# Where does the name "geometric theory" come from?

In mathematical logic, where does the adjective "geometric" comes from, in terms like "geometric theories" and "geometric logic"?

These terms come up in fields like topos theory, e.g. in works such as the following:

The unification of Mathematics via Topos Theory

This answer is CW, so I don't gain reputation for someone else's work.

To quite Kevin Arlin's answer to the same question on math.stackexchange:

Geometric logic constitutes the logic, models of whose theories are preserved by geometric morphisms between topoi. Geometric morphisms are those appropriate to toposes viewed as generalized spaces, for instance, identifying the topos of sheaves on a topological space, or on a locale, with the space itself. Historically, toposes were first introduced by Grothendieck's school to model generalized algebro-geometric spaces, which explains why these morphisms are called geometric, rather than topological.

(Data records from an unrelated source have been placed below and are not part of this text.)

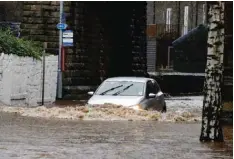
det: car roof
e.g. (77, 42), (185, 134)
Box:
(105, 77), (154, 83)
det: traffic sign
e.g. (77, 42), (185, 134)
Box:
(63, 30), (73, 38)
(56, 23), (67, 30)
(63, 38), (73, 46)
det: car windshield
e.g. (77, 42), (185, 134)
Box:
(95, 81), (144, 96)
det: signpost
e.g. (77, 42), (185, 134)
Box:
(56, 23), (67, 30)
(57, 1), (63, 99)
(63, 30), (73, 47)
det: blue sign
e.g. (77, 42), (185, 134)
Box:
(63, 38), (73, 47)
(63, 30), (73, 47)
(57, 23), (67, 30)
(62, 13), (66, 23)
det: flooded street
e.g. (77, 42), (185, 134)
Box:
(0, 112), (233, 159)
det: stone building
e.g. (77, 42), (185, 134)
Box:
(0, 1), (230, 99)
(2, 1), (146, 98)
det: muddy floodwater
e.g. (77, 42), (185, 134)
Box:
(0, 112), (233, 159)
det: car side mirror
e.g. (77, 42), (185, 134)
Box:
(88, 91), (94, 96)
(149, 93), (156, 98)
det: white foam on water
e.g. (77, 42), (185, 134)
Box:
(0, 96), (203, 122)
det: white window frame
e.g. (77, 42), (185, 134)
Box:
(183, 6), (189, 35)
(202, 4), (206, 24)
(166, 8), (172, 32)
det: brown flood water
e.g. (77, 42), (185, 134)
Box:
(0, 112), (233, 159)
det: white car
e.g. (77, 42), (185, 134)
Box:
(88, 77), (167, 112)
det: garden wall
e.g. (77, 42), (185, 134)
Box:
(0, 53), (58, 107)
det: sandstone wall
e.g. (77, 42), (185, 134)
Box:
(0, 53), (58, 106)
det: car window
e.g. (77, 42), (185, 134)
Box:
(147, 81), (156, 95)
(95, 81), (145, 96)
(146, 81), (160, 95)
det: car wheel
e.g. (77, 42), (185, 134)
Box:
(162, 102), (167, 113)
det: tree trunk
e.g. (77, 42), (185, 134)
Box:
(200, 1), (224, 141)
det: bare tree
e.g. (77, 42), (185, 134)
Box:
(200, 1), (224, 141)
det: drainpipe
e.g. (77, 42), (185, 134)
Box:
(195, 1), (198, 27)
(177, 1), (180, 37)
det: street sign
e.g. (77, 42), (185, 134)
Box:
(56, 23), (67, 30)
(62, 13), (66, 23)
(63, 30), (73, 38)
(63, 30), (73, 47)
(63, 38), (73, 47)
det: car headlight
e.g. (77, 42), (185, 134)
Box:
(131, 104), (143, 110)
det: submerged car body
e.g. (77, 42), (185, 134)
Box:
(88, 77), (166, 112)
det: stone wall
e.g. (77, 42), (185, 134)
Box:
(0, 53), (58, 106)
(21, 1), (71, 54)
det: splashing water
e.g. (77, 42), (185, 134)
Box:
(0, 96), (203, 122)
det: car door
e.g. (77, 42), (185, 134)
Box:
(145, 81), (156, 108)
(152, 80), (164, 109)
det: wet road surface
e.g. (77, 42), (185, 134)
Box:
(0, 113), (233, 159)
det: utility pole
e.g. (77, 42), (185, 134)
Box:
(57, 1), (63, 99)
(200, 1), (225, 141)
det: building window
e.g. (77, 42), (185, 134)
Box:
(183, 6), (189, 35)
(166, 8), (171, 32)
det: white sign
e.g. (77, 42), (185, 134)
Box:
(63, 30), (73, 38)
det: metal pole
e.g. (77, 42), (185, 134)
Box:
(57, 1), (63, 98)
(41, 42), (47, 105)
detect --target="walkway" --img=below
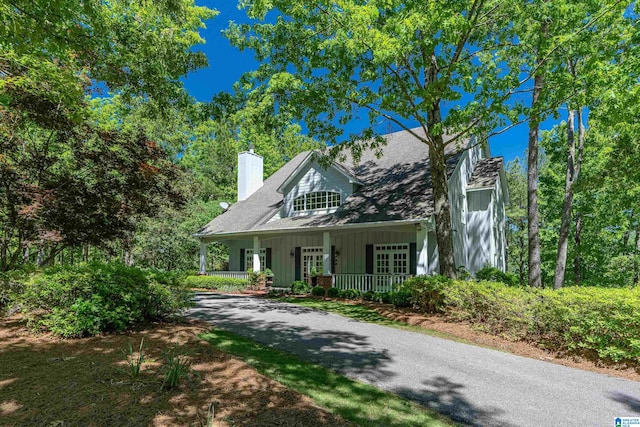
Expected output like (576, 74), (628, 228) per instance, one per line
(190, 293), (640, 427)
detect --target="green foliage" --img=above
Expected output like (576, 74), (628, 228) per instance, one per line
(291, 280), (311, 295)
(444, 281), (640, 366)
(19, 263), (191, 337)
(200, 330), (452, 427)
(389, 290), (413, 307)
(311, 286), (326, 297)
(122, 338), (144, 379)
(327, 288), (340, 298)
(184, 276), (249, 291)
(476, 266), (520, 286)
(339, 289), (361, 299)
(362, 291), (376, 301)
(400, 276), (451, 313)
(160, 348), (191, 390)
(373, 292), (391, 304)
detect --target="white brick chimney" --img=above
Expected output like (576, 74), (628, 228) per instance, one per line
(238, 147), (263, 202)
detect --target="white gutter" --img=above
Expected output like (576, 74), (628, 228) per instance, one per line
(192, 216), (433, 239)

Negri and collaborators call "geometric" theories that can be axiomatized by FOL formulas of a special sort, namely universal closures of $$A\to B$$, where $$A$$ and $$B$$ do not contain $$\to$$ or $$∀$$, see e.g. Contraction-free sequent calculi for geometric theories with an application to Barr’s theorem. The terminology goes back to, at least, Constructivism in Mathematics by Troelstra and van Dalen (1988), where it is used in exercise 2.6.14. Such theories have particularly nice proof theory, e.g. a classical proof of a geometric implication in a geometric theory can be transformed into a constructive proof (Barr's theorem). This was originally proved in what they call "classical geometric theories" modeled in Grothendieck topoi, hence the name:

"Examples of geometric theories are given by Robinson arithmetic, the theory of constructive plane affine geometry, the theory of ordered fields and of real closed fields... In the last section we apply our method to a general result on geometric theories. The result states that if a geometric implication is provable classically in a geometric theory, then it is provable intuitionistically.

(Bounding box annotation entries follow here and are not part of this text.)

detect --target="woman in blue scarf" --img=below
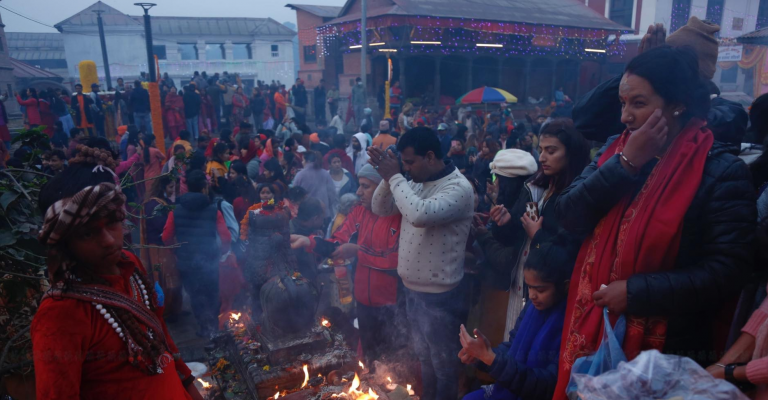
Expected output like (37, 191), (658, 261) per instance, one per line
(459, 238), (575, 400)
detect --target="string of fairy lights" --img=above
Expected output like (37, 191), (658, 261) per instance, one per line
(316, 17), (626, 59)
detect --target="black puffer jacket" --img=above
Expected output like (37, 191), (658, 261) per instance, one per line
(555, 137), (757, 363)
(573, 75), (749, 146)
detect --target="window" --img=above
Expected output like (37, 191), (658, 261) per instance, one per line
(232, 43), (253, 60)
(179, 43), (197, 60)
(205, 43), (224, 60)
(152, 45), (167, 60)
(731, 17), (744, 31)
(720, 65), (739, 83)
(669, 0), (691, 33)
(608, 0), (634, 28)
(755, 0), (768, 30)
(304, 44), (317, 64)
(706, 0), (725, 32)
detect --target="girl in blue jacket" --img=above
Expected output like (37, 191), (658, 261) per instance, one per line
(459, 241), (575, 400)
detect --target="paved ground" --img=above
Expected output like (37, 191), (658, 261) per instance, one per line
(166, 293), (209, 362)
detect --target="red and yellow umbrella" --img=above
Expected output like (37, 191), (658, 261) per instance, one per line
(456, 86), (517, 104)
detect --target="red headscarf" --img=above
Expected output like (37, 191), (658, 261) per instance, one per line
(264, 139), (275, 160)
(240, 140), (259, 164)
(553, 120), (714, 400)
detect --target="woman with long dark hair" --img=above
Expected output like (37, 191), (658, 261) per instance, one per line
(141, 135), (170, 193)
(554, 46), (757, 400)
(469, 136), (501, 212)
(488, 118), (589, 332)
(141, 175), (182, 316)
(31, 141), (202, 400)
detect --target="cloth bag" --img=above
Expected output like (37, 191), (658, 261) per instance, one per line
(565, 308), (627, 400)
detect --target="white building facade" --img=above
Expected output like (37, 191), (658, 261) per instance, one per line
(56, 1), (296, 86)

This result is proved in topos theory by using a completeness theorem for geometric theories in Grothendieck topoi and the construction of a suitable Boolean topos out of a Grothendieck topos. By our method, the result reduces to a proof-theoretical triviality: A classical proof of a geometric implication in a geometric theory formulated as a sequent system with rules is an intuitionistic proof already."

The name is doubly apt since a recent formalization of Euclidean geometry by Avigad, Dean and Mumma, that attempts (unlike Hilbert's) to mirror Euclid's proofs as closely as possible, is (nearly) geometric in the above sense, and their proof of its completeness uses Negri's results:

"Those geometric formulas with only a single disjunct in the consequent (i.e. geometric formulas in which $$∨$$ does not appear) are called regular. Note that, on our modeling, Euclid’s propositions are almost of this latter form, the difference being that arbitrary literals (negated atomic formulas as well as atomic formulas) are allowed in the antecedent and consequent. Sara Negri , building on earlier joint work with Jan von Plato , has established a cut-elimination theorem for geometric theories that we can put to use in our completeness proof."

The geometry in geometric theories, as in topoi, comes from topology and hence also the name topos. They, that is the topoi, are seen as generalisation of a topology. This generalisation was by Grothendieck and generalises that of a topological covering which is, in his language, a sieve. And in this way we get elementary topoi, which was lawvere's axiomatisation of Grothendieck topoi, that is of sheaves on the poset of opens of underlying topological space, reverse ordered by inclusion.

Every topos has an internal language as generally seen in the underlying language of logic and it turns out that each topos has an intuitionistic logic.

Generally, in mathematics, geometry refers to the metric as this is used to measure distances and angles; here, it refers to the aspect of continuity of geometry and hence the geometric moniker.

Given that each topos has a logic, this is why these logics are termed geometric logic.